Auschwitz exhibit reveals a brutal window into the Holocaust
In New York, an exhibit dedicated to the more than 1.1 million people who died at Auschwitz opens next week. The goal is to make sure people never forget what happened during the Holocaust.
The tattoo on Shirley Gottesman's left arm has faded but the memories have not. In 1944, Gottesman, then 17, was pulled from her home and eventually separated from her family. Only she and her brother survived. Her parents and grandmother were killed along with the more than 1 million other Jews at the Nazis' largest concentration camp.
Gottesman found her mother's shoe inside crematorium number four, where she was forced to work. "I made a decision. I cannot take it with me. I left it," she said. "I didn't say goodbye. I just said she is dead."

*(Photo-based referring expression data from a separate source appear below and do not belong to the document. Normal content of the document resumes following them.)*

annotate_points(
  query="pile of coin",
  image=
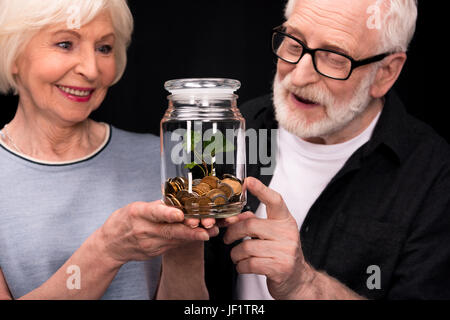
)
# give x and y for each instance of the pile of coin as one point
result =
(205, 193)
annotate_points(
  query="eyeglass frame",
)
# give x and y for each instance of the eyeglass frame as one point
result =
(354, 63)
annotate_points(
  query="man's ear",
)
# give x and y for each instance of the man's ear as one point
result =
(387, 74)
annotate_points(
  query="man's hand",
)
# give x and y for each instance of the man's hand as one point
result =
(275, 249)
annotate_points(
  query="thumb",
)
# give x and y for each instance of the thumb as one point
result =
(275, 206)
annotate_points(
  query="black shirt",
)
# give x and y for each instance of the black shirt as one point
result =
(389, 207)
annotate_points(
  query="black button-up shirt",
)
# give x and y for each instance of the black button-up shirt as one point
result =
(388, 207)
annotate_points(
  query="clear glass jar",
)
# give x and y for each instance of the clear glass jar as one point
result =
(203, 148)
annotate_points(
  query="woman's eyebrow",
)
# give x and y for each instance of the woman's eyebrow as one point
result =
(76, 34)
(67, 31)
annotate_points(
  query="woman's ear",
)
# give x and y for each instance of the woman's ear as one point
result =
(15, 68)
(387, 74)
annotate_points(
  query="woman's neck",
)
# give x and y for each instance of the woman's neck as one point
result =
(40, 138)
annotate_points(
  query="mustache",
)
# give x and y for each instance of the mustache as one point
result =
(309, 92)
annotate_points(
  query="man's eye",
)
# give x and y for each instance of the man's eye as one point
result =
(106, 49)
(67, 45)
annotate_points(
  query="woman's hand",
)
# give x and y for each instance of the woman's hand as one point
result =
(142, 230)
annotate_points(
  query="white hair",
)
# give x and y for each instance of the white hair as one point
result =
(20, 20)
(397, 27)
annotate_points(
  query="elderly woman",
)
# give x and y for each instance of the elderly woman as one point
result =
(76, 221)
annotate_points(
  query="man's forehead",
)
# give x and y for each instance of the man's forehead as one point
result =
(340, 22)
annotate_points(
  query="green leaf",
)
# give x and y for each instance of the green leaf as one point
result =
(196, 137)
(190, 166)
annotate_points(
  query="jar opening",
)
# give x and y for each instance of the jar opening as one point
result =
(202, 86)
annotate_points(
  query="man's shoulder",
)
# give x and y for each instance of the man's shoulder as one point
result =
(257, 110)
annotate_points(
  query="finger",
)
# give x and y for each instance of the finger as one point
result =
(275, 206)
(253, 227)
(191, 222)
(156, 212)
(181, 232)
(240, 217)
(252, 248)
(208, 222)
(213, 231)
(256, 265)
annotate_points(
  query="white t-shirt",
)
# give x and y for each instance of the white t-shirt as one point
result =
(302, 172)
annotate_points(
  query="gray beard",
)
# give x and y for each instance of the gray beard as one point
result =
(338, 114)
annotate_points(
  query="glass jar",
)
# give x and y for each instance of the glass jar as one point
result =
(203, 148)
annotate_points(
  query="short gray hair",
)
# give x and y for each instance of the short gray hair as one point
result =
(398, 24)
(20, 20)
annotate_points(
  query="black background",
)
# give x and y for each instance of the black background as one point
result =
(231, 39)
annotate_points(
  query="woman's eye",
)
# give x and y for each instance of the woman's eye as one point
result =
(106, 49)
(65, 45)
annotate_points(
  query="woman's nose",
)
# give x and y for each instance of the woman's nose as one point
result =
(87, 65)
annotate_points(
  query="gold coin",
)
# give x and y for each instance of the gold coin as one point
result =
(211, 181)
(234, 184)
(227, 189)
(204, 201)
(219, 199)
(215, 192)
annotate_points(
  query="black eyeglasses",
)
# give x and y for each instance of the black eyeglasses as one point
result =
(329, 63)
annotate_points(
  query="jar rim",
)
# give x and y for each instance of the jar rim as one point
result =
(202, 85)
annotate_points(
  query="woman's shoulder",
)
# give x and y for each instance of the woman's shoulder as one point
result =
(129, 139)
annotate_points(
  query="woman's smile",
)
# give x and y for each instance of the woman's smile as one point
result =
(77, 94)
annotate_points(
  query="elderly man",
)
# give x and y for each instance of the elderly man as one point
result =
(358, 205)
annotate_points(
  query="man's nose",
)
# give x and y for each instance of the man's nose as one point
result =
(87, 65)
(304, 72)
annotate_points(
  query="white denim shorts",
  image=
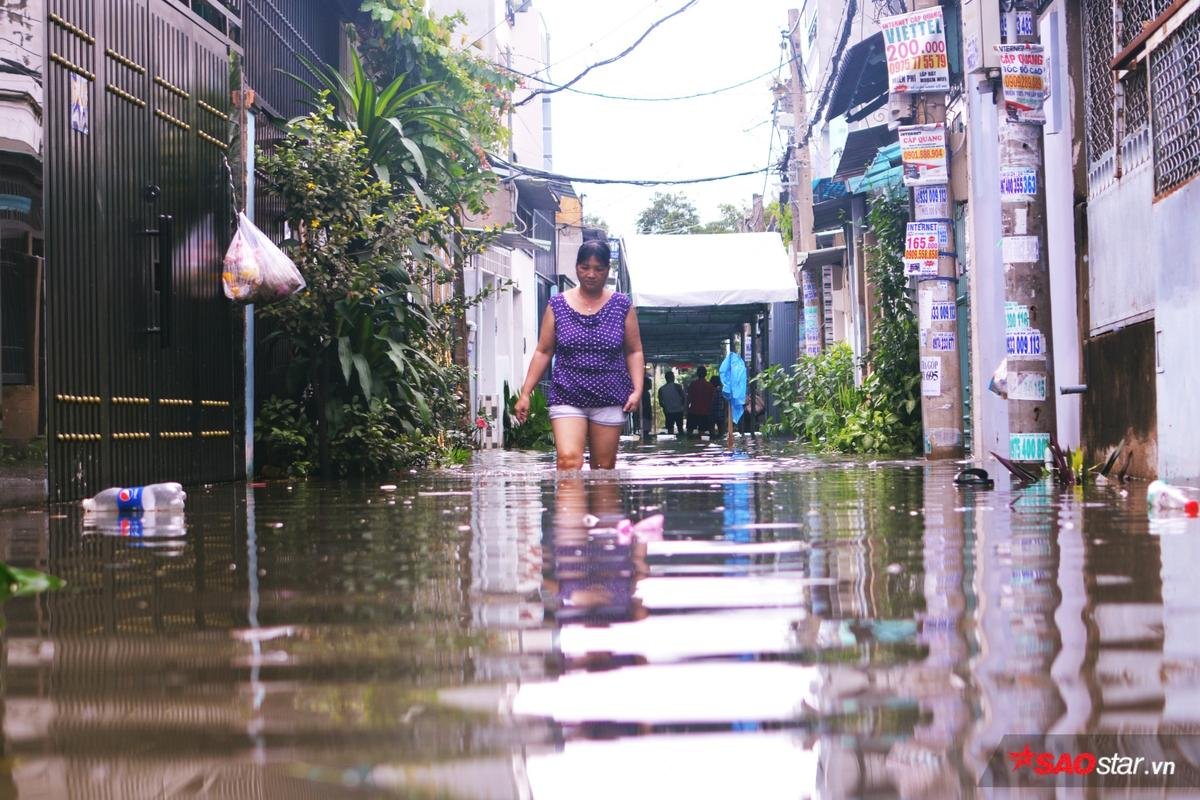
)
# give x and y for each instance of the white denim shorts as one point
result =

CBS News met Gottesman inside the exhibit called "Auschwitz. Not long ago. Not far away" at the Museum of Jewish Heritage. It is the life work of Robert Jan van Pelt.
"Shirley is a witness. And the burden that a witness carries on her or his shoulders is immense," he said.
Curators have carefully handled and displayed objects never seen on American soil. There are more than 700, many overwhelming. There is a replica of a gas chamber door, the side the Nazis closed, the side their victims couldn't open.
"The two sides of the door speak about total power and total powerlessness," Jan van Pelt said.
There's a sock still tucked into a shoe that belonged to a young boy who was murdered. "This is in some way, the last act of a human being so this was not abandoned. This was put somewhere, carefully," Jan van Pelt said.
There are also more than 400 photographs, brutal evidence of 20th century deprivation and desperation.
"One of the reasons that it is good for the world to again be confronted with the story is that when this generation passes away, an exhibition like this is one of the ways to take over their burden and to carry it on," Jan van Pelt said.
Gottesman said she believes it can happen again, "because people forget history." She hopes the exhibit will make sure people don't forget.
The exhibit opens May 8, 2019 and will be on view through January 3, 2020.